Avant sa naissance, le Programme allongeait l'espérance de vie d'une vingtaine d'années tout au plus. Maintenant, grâce au travail acharné de Pierre et de milliers de contributeurs à travers le monde, le Programme permettait de vivre jusqu'à deux cent ans en moyenne, le record étant toujours détenu par Ayumi Saito, japonaise de cent trente et un an.

Et pourtant, malgré toutes ces avancées technologiques, le développeur le plus célèbre au monde flottait dans la pénombre, à court de solution, se dirigeant inexorablement vers la fin.

Les yeux plongés dans le liquide brunâtre, il savait que chaque gorgée écourtait le compte à rebours. En une minute, il venait d'en perdre deux supplémentaires. Malgré ça, il ne pouvait s'empêcher de vérifier en permanence l'application mobile. Découragé, il vérifia l'état de ses organes les plus mis à mal, commentant à haute voix pour un public invisible:

« Foie endommagé à 92%. Et, wow ! Un magnifique 93% pour le pancréas qui prend la première place ! Mais, qu'est-ce que nous voyons là ! L'oesophage reprend du poil de la bête ces derniers jours, rejoignant le peloton de tête avec un cancer qui s'étend jusqu'à la gorge, s'attaquant même au palais. Quelle attaque fulgurante ! De son côté, la dépression continue d'être offensive, et nous voyons bien sur ce graphique que la dopamine ou encore la sérotonine n'ont pas été sécrétées depuis bien longtemps. Allez, un petit verre de whisky réglera sûrement le problème ! »

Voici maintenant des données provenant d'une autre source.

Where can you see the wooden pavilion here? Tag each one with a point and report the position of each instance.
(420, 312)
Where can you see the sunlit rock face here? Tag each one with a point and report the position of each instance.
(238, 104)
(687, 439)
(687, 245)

Conscient de son ridicule, il se mit à rire nerveusement. Sa voix résonnant dans le petit appartement silencieux, les larmes lui vinrent, embuant ses yeux pâles, inondant ses joues creuses.

Après avoir rassemblé ses esprits, il promena son regard sur l'algorithme du Programme.

Si tu ne sors pas la mise à jour d'ici demain soir, tu connais la suite... A la fin, le temps a toujours raison.

Il chassa ses mauvaises pensées et, dans quelque recoin de son esprit, un mince espoir se forma.

« Je vais sortir la mise à jour d'ici demain soir et j'irai à l'anniversaire de Mélodie. Avec un peu de chance, je pourrai même draguer des jeunes femme de cent vingt ans. »

En se rapprochant d'une autre femme, peut-être arriverait-il enfin à l'oublier...

Il vérifia une nouvelle fois le compte à rebours. Vingt deux heures, dix minutes et trente secondes. Alors qu'il allait se resservir un second verre de Scotch, il s'immobilisa, hésita, puis reboucha finalement la bouteille.

Il lui restait peu de temps, et à partir de maintenant, chaque seconde comptait.